Hendrik P. A. Lensch holds the chair for computer graphics at Tübingen University. He received his diploma in computer science from the University of Erlangen, in 1999. He worked as a research associate at the computer graphics group at the Max-Planck-Institut für Informatik in Saarbrücken, Germany, and received his PhD from Saarland University, in 2003. He spent two years (2004 to 2006) as a visiting assistant professor at Stanford University, USA, followed by a stay at the MPI Informatik as the head of an independent research group. From 2009 to 2011, he was a full professor at the Institute for Media Informatics at Ulm University, Germany.

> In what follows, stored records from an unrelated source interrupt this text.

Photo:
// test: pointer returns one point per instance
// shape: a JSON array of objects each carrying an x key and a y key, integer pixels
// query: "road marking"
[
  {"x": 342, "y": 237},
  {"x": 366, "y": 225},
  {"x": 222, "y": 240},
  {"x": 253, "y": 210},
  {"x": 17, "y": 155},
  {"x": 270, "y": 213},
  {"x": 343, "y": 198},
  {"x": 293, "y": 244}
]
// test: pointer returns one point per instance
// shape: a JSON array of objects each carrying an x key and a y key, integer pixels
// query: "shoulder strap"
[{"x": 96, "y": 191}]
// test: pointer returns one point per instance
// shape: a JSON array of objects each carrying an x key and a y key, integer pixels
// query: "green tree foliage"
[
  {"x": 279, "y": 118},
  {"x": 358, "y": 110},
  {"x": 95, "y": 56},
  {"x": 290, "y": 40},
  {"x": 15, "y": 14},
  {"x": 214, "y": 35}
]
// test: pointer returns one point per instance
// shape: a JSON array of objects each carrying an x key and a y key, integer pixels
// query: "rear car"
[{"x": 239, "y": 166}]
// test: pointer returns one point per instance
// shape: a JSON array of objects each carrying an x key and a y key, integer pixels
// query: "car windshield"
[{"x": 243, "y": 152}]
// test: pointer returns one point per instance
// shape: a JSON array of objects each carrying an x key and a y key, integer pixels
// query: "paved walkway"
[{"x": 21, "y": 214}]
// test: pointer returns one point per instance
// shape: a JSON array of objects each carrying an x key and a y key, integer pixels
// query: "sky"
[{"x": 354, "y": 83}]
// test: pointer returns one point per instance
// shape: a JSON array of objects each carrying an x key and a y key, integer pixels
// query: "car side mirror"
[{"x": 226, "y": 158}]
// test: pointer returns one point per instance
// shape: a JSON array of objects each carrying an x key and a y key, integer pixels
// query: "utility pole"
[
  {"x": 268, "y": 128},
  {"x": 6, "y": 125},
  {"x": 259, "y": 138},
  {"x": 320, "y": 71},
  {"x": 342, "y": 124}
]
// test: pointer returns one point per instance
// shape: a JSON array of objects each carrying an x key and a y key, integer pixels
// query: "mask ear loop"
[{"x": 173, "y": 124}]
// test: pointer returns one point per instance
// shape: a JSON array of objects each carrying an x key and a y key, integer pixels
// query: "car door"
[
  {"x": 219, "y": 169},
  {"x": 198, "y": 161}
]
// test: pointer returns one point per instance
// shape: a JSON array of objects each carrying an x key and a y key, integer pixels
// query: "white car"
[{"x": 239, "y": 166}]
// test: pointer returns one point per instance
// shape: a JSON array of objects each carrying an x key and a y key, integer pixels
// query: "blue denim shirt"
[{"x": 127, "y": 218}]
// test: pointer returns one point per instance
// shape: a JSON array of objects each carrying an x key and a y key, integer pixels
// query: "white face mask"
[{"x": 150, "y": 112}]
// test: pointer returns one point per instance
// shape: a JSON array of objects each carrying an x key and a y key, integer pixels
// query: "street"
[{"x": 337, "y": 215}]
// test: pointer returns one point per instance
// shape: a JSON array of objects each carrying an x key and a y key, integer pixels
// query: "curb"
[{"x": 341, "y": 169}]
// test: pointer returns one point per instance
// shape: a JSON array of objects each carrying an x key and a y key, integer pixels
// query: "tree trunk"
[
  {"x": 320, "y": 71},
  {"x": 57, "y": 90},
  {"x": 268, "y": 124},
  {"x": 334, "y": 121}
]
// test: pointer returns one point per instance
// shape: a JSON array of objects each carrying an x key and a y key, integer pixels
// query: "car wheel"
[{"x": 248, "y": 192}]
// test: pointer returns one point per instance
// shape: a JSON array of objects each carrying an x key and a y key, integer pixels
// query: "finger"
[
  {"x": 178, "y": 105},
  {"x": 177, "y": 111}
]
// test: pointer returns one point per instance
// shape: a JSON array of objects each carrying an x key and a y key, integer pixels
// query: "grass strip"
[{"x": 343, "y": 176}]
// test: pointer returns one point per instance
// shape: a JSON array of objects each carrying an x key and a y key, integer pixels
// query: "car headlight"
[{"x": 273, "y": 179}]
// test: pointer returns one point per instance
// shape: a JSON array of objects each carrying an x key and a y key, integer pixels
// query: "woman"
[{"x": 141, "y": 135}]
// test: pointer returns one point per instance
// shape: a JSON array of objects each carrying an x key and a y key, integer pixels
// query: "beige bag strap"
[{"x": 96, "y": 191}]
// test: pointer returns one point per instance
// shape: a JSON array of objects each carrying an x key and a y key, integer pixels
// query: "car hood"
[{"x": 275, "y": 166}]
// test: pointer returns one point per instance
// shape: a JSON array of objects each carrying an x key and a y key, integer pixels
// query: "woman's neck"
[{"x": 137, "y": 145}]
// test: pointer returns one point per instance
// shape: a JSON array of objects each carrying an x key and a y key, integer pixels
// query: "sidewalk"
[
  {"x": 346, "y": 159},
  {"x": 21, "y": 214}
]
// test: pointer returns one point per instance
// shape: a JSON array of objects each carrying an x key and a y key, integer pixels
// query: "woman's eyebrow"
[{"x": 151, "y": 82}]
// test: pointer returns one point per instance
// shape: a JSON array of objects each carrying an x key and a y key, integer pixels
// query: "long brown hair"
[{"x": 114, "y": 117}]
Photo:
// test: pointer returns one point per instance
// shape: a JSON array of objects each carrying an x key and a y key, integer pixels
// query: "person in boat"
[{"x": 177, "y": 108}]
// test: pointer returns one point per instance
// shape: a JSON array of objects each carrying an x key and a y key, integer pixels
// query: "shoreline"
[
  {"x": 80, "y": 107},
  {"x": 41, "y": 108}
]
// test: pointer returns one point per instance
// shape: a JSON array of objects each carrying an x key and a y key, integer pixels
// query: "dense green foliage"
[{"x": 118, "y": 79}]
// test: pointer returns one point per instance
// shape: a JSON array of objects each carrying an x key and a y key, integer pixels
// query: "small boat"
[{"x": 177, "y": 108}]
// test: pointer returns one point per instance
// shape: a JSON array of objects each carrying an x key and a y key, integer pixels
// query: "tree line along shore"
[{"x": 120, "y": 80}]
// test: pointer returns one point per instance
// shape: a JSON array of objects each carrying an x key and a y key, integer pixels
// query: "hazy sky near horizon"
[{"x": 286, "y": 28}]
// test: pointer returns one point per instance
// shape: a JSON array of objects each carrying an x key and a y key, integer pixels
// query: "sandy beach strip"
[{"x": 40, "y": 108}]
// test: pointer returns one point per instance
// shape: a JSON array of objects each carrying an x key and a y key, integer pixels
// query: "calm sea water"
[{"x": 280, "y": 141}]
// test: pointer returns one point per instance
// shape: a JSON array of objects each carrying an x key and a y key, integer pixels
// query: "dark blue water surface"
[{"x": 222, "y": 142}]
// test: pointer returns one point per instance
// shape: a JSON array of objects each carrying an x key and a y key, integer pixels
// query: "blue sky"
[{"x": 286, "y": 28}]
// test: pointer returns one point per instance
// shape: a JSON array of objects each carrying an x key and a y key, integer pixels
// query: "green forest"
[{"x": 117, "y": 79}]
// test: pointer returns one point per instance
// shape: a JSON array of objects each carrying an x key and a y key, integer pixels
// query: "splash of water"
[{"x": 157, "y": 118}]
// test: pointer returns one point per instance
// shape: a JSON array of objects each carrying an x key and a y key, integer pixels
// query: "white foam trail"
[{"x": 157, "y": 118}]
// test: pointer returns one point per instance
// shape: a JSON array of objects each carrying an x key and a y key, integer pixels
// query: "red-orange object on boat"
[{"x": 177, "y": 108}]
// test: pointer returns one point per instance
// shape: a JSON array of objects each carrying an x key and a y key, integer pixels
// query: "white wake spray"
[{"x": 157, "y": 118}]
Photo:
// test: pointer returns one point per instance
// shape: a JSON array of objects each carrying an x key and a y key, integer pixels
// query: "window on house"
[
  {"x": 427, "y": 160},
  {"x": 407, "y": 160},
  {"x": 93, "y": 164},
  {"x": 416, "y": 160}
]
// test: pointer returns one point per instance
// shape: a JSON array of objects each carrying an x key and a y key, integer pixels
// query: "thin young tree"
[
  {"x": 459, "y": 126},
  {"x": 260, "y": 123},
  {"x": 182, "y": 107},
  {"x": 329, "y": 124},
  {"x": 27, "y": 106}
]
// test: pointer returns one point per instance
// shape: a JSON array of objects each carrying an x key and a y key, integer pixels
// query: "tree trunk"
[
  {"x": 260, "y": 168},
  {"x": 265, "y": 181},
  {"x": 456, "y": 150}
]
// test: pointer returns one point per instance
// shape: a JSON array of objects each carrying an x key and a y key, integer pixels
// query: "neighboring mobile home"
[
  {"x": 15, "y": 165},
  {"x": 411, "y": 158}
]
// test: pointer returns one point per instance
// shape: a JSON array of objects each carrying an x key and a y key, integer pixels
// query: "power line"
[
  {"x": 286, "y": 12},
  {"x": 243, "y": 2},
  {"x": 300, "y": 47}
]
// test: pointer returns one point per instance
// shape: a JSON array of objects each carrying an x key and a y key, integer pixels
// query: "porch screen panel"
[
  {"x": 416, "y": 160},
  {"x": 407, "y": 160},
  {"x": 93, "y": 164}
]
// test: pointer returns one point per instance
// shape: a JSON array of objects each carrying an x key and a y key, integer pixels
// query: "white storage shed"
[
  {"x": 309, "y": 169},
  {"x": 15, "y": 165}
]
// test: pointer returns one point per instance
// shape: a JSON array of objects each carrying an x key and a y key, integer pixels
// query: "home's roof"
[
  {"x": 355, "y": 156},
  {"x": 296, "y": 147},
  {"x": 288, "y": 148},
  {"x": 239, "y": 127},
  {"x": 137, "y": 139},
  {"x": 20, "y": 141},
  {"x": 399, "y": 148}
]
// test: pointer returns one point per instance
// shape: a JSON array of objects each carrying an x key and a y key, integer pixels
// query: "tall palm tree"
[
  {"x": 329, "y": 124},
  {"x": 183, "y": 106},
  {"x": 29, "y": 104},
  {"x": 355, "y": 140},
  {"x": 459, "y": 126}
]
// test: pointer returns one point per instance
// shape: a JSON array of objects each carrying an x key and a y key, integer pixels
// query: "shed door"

In his career, he received the Eurographics Young Researcher Award 2005, was awarded an Emmy-Noether-Fellowship by the German Research Foundation (DFG) in 2007 and received an NVIDIA Professor Partnership Award in 2010. His research interests include 3-D appearance acquisition, computational photography, global illumination and image-based rendering, and massively parallel programming.